Another week has passed us by, which means it is time for another edition of Diagnostic Reading. This week’s articles focus on MedPAC data on imaging growth, radiology reports, radiology value, community hospitals replacing EHRs, and mHealth tools.
Radiology Takes Aim at MedPAC data on Imaging Growth – AuntMinnie.com
Advocates for radiology are criticizing new data from the Medicare Payment Advisory Commission (MedPAC) that show growth in medical imaging from 2000 to 2012. In fact, the data indicate that imaging utilization has been declining since 2009. Imaging advocates say MedPAC’s annual data book released in July paints an inaccurate picture of the specialty and its contribution to healthcare costs, which distracts from the real questions about healthcare waste.
Rad Reports Should Not Include ‘Cannot Exclude’ – Radiology Business
According to a recent commentary in the Journal of the American College of Radiology, radiologists need to stop writing “cannot exclude” in their reports as the phrase is overused and adds no additional value to patient care. “Radiologists should list only pertinent differential diagnostic considerations and advise on the need for further imaging needed to confirm a diagnosis,” wrote Jenny K. Hoang, MBBS, of the department of radiology at Duke University Medical Center. “Radiologists’ skills are most valuable when they are used to make diagnoses, not exclude them.”
How to Offer Value When Nobody Seems to Want It – Radiology Business
David M. Naeger, MD, writes, “For years, radiologists on the vanguard have been telling us that we should consider relaying radiology results directly to patients. We already do this in women’s imaging in the form of mammography patient letters, but there is much more room to continue this practice.
“The reasons to consider communicating directly with patients are many: We are the imaging experts, and, in many ways, no one is better suited to explain the findings and interpretation of an imaging examination. By directly engaging patients, we also have the potential to increase their participation in their care and help our referring colleagues in the challenging and time-intensive process of relaying test results.”

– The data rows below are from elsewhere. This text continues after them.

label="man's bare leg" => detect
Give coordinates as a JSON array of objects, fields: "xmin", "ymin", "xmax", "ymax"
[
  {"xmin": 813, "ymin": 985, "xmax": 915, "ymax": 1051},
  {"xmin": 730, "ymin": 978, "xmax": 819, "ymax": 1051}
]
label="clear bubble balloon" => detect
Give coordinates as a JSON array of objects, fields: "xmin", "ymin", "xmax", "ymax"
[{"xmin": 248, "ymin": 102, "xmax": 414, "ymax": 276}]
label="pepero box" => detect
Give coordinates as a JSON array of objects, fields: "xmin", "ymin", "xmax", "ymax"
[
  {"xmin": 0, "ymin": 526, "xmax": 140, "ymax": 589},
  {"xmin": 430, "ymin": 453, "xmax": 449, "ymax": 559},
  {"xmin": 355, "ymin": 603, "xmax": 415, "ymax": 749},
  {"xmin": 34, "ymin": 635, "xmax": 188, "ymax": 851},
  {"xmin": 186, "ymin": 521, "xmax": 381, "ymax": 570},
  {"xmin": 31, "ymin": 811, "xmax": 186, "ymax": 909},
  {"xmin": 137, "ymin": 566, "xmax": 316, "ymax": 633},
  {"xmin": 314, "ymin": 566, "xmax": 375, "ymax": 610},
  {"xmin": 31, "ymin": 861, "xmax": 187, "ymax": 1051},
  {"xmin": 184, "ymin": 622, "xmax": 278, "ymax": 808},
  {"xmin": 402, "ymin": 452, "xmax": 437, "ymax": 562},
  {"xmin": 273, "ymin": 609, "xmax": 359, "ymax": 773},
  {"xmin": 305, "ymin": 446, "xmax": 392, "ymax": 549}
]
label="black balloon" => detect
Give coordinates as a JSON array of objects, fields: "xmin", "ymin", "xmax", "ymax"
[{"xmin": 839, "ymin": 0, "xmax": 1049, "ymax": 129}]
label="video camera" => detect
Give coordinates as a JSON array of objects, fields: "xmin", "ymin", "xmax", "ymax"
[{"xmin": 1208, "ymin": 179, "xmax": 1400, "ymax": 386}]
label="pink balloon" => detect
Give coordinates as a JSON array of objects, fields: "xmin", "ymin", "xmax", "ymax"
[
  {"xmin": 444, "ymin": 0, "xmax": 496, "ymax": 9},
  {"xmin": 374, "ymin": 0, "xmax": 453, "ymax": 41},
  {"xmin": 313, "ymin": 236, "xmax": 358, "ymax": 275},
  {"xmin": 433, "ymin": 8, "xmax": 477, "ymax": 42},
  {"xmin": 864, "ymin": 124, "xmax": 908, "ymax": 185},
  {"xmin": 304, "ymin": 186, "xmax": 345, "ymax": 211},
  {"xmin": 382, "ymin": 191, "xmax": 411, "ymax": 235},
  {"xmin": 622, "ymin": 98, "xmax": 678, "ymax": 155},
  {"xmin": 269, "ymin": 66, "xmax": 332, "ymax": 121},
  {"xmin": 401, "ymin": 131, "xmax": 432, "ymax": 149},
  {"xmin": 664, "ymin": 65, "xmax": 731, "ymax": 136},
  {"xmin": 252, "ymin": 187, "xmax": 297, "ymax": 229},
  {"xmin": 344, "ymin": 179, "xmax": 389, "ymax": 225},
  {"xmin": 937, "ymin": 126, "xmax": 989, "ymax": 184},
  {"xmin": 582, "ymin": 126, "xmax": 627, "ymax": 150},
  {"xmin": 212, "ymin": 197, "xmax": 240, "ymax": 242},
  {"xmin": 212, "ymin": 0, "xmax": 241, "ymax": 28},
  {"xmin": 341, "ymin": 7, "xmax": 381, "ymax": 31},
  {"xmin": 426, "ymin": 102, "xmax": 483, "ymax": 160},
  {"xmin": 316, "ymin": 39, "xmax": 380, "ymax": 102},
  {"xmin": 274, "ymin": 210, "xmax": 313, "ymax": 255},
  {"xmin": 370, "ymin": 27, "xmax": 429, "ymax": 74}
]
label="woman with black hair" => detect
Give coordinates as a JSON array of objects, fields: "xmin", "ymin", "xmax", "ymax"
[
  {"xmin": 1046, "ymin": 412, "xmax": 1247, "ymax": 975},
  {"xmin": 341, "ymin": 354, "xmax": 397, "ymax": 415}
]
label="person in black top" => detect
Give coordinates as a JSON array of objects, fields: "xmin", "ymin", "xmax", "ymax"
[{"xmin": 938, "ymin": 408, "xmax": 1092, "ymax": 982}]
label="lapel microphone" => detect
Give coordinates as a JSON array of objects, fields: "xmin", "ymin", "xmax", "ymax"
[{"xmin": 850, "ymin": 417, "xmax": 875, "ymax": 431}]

Community Hospitals Replacing EHRs – Healthcare IT News
As they grapple with meaningful use and grumble about usability, nearly 20 percent of community hospitals polled for a recent report are “actively looking to replace” their electronic health record vendors. Smaller hospitals are being tasked with more physician documentation for MU, and the extra time required, disrupted workflows and and frustrating EHR functionality means many providers’ patience is wearing thin, according to Community Hospital EHR 2015, by research group peer60, which polled 277 providers.
Research: mHealth Tools Have Not Been Fully Studied – Healthcare Informatics
While smartphone apps and wearable sensors have the potential to help people make healthier lifestyle choices, evidence of these mHealth tools being effective for or reducing risk factors for heart disease and stroke is limited, according to new research. These findings are according to a scientific statement from the American Heart Association, published in the association’s journal Circulation. The new statement reviewed the small body of published, peer-reviewed studies about the effectiveness of mobile health technologies for managing weight, increasing physical activity, quitting smoking and controlling high blood pressure, high cholesterol and diabetes.